そんな雫の態度を見て、ソフィアは怒りを覚えた。心優しいソフィアではあったが、殴られて怒りを覚えないような気弱な性格でもなかった。

ソフィアはヴァルハニーロを杖のようについて、立ち上がった。まだよろけてはいるがちゃんと自分の足で立てている。

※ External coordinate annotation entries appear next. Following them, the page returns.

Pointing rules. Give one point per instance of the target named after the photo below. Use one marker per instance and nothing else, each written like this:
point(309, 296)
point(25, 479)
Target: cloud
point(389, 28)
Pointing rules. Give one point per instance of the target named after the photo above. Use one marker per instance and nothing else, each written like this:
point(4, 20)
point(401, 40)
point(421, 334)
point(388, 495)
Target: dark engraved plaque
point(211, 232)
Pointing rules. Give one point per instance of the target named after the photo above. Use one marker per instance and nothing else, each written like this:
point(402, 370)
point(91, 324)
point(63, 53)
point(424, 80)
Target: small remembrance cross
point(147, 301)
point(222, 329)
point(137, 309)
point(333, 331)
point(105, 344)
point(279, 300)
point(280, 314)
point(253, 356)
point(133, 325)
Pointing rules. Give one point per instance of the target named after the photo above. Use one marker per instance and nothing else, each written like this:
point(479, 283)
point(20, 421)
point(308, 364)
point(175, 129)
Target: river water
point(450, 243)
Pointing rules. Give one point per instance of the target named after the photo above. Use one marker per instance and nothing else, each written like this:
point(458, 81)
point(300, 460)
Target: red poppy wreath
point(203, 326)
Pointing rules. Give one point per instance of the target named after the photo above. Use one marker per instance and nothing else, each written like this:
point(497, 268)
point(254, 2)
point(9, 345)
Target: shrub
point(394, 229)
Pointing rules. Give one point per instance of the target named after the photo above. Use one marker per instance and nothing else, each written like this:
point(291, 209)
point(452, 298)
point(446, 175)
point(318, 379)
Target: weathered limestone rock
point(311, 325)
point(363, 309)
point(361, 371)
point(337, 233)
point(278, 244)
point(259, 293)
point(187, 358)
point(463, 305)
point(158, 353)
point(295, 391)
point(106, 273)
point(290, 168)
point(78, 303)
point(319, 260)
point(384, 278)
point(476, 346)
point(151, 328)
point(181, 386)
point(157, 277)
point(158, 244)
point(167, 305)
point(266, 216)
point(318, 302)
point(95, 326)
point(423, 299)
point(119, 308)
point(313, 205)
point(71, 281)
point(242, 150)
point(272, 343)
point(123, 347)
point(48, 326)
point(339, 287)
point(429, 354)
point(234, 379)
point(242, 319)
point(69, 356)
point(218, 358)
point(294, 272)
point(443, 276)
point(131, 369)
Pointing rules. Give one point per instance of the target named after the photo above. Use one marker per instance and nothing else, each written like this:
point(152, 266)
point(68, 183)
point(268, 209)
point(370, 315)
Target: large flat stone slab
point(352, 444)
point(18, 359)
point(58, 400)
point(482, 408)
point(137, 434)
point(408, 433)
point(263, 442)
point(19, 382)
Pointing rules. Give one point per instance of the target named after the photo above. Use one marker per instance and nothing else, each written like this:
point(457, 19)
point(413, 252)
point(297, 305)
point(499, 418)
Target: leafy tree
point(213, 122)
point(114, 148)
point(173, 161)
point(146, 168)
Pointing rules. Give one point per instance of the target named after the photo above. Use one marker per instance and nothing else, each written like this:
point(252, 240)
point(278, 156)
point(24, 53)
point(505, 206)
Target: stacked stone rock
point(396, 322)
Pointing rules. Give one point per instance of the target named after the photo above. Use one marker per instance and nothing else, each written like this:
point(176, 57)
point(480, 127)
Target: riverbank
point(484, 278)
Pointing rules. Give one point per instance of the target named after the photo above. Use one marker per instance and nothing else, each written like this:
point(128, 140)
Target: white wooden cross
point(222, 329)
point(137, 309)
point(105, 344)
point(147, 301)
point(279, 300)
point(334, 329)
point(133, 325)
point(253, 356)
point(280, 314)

「もー怒りましたよ黒川君!! 女だからってなめてるでしょう!?」

「いやいや別にそんなことはないよ。ただ……温室育ちのお嬢様にはこれ以上の運動は厳しいんじゃないかなー、ってねぇ」

「バカにしないでください!!」

今度はソフィアが雫に向かって駆け出した。雫との距離が近くなったところでヴァルハニーロで横薙ぎをする。

 が

「どうしたのソフィアさん。それじゃあ棒で殴っているだけで、有効的な攻撃にはならないよ?」

ソフィアのヴァルハニーロは棒立ちしていた雫に当たった。だが距離が近すぎたせいか、それは刃の部分ではなく、柄の部分であった。

「くっ……!」

ソフィアは一度後方にジャンプで下がった。

「おっと……。避けられちゃった」

ソフィアがいた場所に向かって雫が振り下ろした刀が空を斬った。

雫の攻撃を見てかわしたわけではないが、一回目の攻撃で学習したソフィアはなんとなくだが予測して回避していた。